Coming from a large Irish family, Sister Margaret Brennan is a born story teller with a great sense of humor and a love and understanding of people that comes across in Band of Sisters. A theologian, and head of her congregation and of LCWR during tumultuous years after Vatican II, she spent the latter twenty years of her career as a professor at the Jesuit-run Regis College in Toronto. Margaret's memoir "What Was There for Me Once" provides a thoroughly engrossing and searching reflection not only of her own journey but of that of U.S. nuns over the past 60-plus years. More on Margaret Brennan
"I did exactly what the church asked me--and now, the church is looking at me like, where have you come from...who are you?" says Sister Nancy Sylvester, IHM (Sisters, Servants of the Immaculate Heart of Mary), in Band of Sisters about the remarkable transformation of Catholic nuns in the United States since Vatican II of the 1960s, and the reaction of some members of the church hierarchy who oppose their changes. Perhaps more than any other group, U.S. nuns embraced Vatican II's call to serve where there was the greatest need.
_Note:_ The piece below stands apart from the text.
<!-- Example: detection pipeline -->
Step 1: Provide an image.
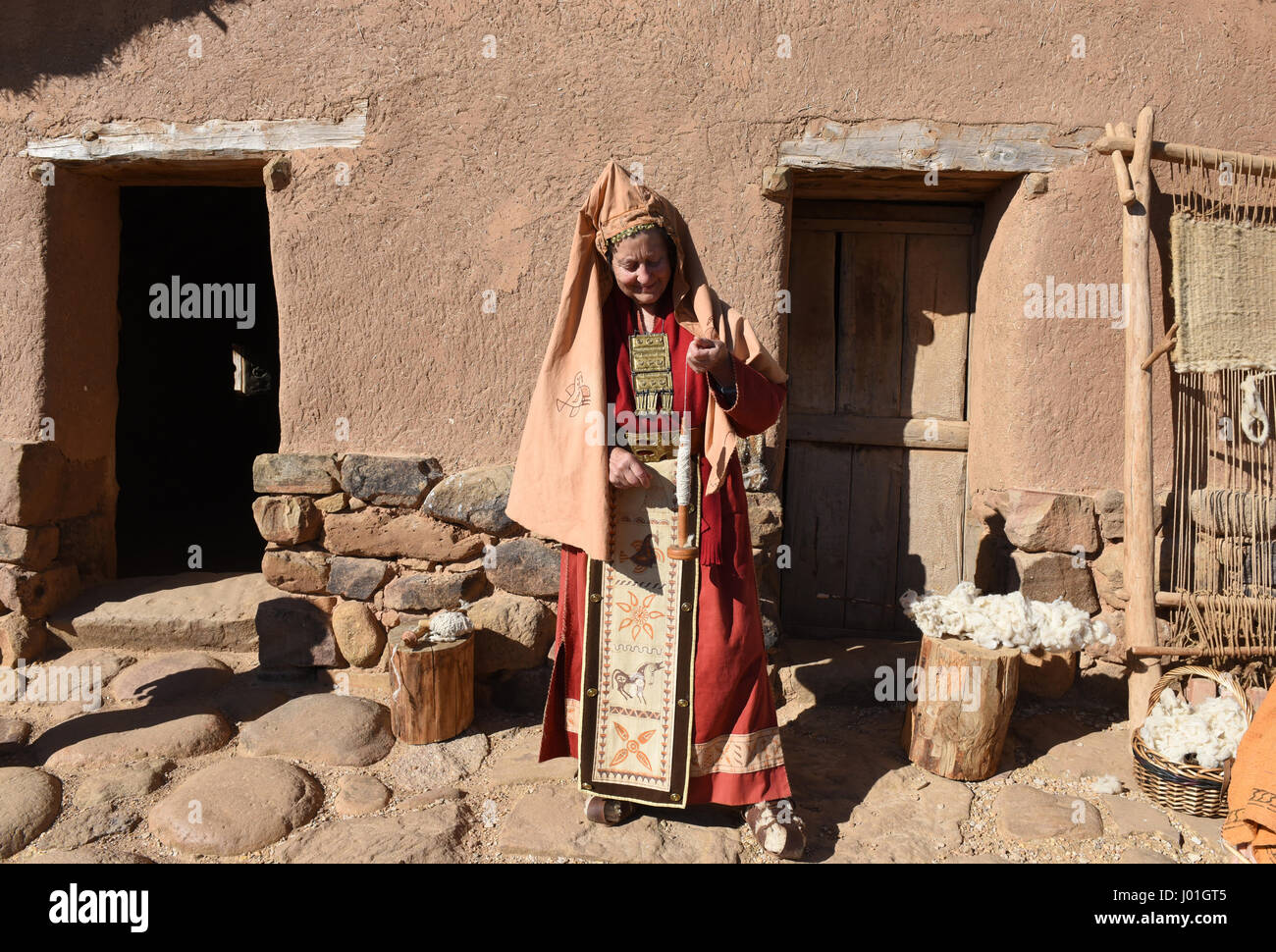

In the static convent setting of the 1950's, a rigid schedule prescribed daily life down to the minute. The goal for the sisters was to achieve perfection and holiness, and the best way to do this was to remove oneself from the world to the furthest extent possible. Everything changed in the aftermath of Vatican II, a 1962-65 council meeting in Rome of all the world's Catholic bishops, convened by Pope John XXIII to bring the church into the modern world.